Do you ever have those moments in life where you just feel like you’re in the middle of a Shakespearean play?Now I doubt you see ghosts or world rulers being stabbed in the back (except politically), but maybe in the more ordinary parts of life? Like a discussion about fake mustaches?
The following is based on a true encounter from my Bible study with friends last week, that I went to bed thinking about and thought how it would have been funnier in Shakespearean dialogue. Granted, I haven’t read any Shakespeare in over a decade, so this is a pretty watered down imagining, but it still made me chuckle.
Ryan: “And you, Christopher, a man of good spirits and high hilarity, for what may we humble friends pray for you?”Christopher: “Well, my good companions, whilst often I have little to bring before you in prayer, except for such things that may be concerning me about my friends and loved ones, this week I have a consideration about myself on which I would appreciate intercession to our heavenly Father on my behalf.
“Tomorrow morn will mark the first time in the past two fortnights that I have had opportunity to perform a storytime for the spirited children of Eldersburg. Whilst it is true that I am a librarian for children stationed in that unpretentious burg, greater powers have kept me away from my primary task of the telling of tales, which I enjoy doing with great enthusiasm, making no small effort to win over the hearts and attention of even the most indifferent toddler to the grumpiest of grandmas, with enthusiastic stories, delightful songs, and even a little jig when the situation calls for it. I have won quite a following in the region, with my storytimes seeing double—nay! triple—the crowds from all other storytimes in my age range. But even a storysmith is sometimes must partake in the humdrummeries of industry, which accounts for my absence all these weeks.
“Whilst in many ways I look forward to my triumphant return to-morrow, to again win over hearts (and hugs) from my minions and hear their mirthful chatter, the catch of it is that only a week hence, I shall miss my next appearance again, so it seems like a terrible tease for me to be coming and then going, with nary an explanation for discontinuous record.

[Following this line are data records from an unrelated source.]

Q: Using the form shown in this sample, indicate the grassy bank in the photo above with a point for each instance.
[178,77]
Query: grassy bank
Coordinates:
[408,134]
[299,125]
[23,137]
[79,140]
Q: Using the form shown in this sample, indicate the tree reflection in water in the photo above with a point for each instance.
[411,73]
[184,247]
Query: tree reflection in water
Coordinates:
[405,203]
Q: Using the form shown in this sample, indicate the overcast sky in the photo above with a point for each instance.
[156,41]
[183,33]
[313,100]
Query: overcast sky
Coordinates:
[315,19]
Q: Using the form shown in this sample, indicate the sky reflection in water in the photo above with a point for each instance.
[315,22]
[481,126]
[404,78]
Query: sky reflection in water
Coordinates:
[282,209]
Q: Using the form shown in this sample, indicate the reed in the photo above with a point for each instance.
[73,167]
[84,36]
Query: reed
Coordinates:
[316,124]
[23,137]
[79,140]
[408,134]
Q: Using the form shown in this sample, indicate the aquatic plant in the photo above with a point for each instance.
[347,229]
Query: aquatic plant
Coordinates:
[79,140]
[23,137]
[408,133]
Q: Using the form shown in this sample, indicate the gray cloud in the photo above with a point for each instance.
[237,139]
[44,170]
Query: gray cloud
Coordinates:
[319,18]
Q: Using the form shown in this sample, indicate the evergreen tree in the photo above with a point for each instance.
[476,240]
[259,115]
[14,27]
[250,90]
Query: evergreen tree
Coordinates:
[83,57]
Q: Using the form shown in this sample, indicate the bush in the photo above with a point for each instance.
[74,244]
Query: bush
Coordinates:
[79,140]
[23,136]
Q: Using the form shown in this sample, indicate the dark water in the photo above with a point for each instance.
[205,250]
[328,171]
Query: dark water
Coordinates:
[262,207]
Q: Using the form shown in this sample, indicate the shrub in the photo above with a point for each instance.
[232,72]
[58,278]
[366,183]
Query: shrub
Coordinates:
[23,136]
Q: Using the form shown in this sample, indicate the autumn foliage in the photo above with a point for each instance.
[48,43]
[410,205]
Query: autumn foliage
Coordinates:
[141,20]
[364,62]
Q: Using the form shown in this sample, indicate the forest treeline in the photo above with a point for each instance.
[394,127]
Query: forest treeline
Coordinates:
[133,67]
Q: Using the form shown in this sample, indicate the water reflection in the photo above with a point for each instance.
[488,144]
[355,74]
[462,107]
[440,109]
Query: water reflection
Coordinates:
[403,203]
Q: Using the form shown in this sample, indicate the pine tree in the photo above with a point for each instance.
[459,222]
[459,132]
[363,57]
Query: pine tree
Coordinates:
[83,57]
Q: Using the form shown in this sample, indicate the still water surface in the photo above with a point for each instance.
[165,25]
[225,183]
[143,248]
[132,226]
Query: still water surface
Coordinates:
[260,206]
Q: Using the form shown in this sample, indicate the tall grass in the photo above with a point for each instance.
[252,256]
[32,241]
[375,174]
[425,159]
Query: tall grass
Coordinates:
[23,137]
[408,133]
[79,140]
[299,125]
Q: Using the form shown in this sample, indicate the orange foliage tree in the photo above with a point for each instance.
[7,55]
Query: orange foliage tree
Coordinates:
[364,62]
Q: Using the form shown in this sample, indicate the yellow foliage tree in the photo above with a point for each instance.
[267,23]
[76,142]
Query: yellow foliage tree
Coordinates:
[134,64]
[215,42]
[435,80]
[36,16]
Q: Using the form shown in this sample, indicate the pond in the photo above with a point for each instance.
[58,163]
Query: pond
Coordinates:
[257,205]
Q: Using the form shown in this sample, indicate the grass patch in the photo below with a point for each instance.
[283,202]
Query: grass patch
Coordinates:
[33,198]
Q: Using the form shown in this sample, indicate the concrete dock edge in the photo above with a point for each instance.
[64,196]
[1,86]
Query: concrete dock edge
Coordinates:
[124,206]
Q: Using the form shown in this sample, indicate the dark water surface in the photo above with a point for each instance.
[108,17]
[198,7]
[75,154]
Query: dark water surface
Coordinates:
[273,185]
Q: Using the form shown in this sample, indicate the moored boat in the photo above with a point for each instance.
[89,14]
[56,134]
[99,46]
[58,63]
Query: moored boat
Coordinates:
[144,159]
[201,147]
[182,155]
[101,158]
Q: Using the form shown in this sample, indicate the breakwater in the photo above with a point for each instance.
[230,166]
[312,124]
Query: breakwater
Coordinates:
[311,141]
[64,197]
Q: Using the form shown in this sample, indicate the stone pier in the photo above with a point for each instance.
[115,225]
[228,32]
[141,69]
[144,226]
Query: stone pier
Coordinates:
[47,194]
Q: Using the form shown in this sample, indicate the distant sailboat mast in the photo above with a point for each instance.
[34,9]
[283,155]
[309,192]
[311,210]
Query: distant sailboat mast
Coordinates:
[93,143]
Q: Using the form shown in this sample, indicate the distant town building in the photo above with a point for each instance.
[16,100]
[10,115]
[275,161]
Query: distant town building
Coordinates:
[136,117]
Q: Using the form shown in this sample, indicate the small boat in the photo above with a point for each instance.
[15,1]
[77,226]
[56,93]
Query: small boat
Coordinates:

“But perhaps a great tease may be what will please…A delightful idea has hatched in my Puck-ish brain—to disguise my persona, perhaps by the means of a clever hat and artful (and artificial) mustache. Being of just pre-school age, I do not know whether the younguns will see through my ruse, but I shall vehemently deny being their hero, “Mr. Chris,” for as long as it amuses me.
“Now if only I had a stash of ‘staches that I could turn to for such an act of knavery as this situation has presented.”
Carrie: “Ho, do not fret, friend, for would you know it, but not five years ago, when visiting a charming apothecary of joke stuffs, I came across a package with no less than eight mustaches. So delightful were the variety and humor of the mustaches, and not knowing whence I would pass that way again, I partook of the opportunity to trade four golden coins for the masquerading mustaches.
“Whilst they brought a chuckle to my throat and glow in my cheeks while at the store, their joyous nature faded upon my voyage homeward. I have had no such occasion yet where it would be apropros, nor appropriate, nor appreciated, to break open the packaging binding the mustaches on display and affix it to my face. Each one sits preserved in time, out of way from dust and moth, yet I cannot deny they look a little older than when first they became my treasure. Then again, do I not look older too? Time chases after each of us, though disguising ourselves from it we may try, with or without the use of mustaches, the effort remains in vain.”
Chris: “What joy! Dearest Caroline, how thoust has lightened my heart, for I thought my disguise would be doomed without that pinnacle piece — a marauder’s mustache! For a hat, whatever size or style, cannot conceal the face, lest it be a ski mask, which I fear would frighten the children so that they might never come to storytime again—nay, might never enjoy a storybook at home again, neither, for fear of the ski-masked man coming to their homes with an encyclopedia of deadly girth, apeeking in their windows and waiting for his opportunity to strike.
“Couldst thou spare me a mustache? Might you give me counsel on which best suits my face? Or perhaps it should not suit. After all, the purpose behind this cunning trickery tis to fool the children, to have my face look unsuitable. I must look most un-like “Mr. Chris” come Monday. Perhaps I should wear a monocle as well?”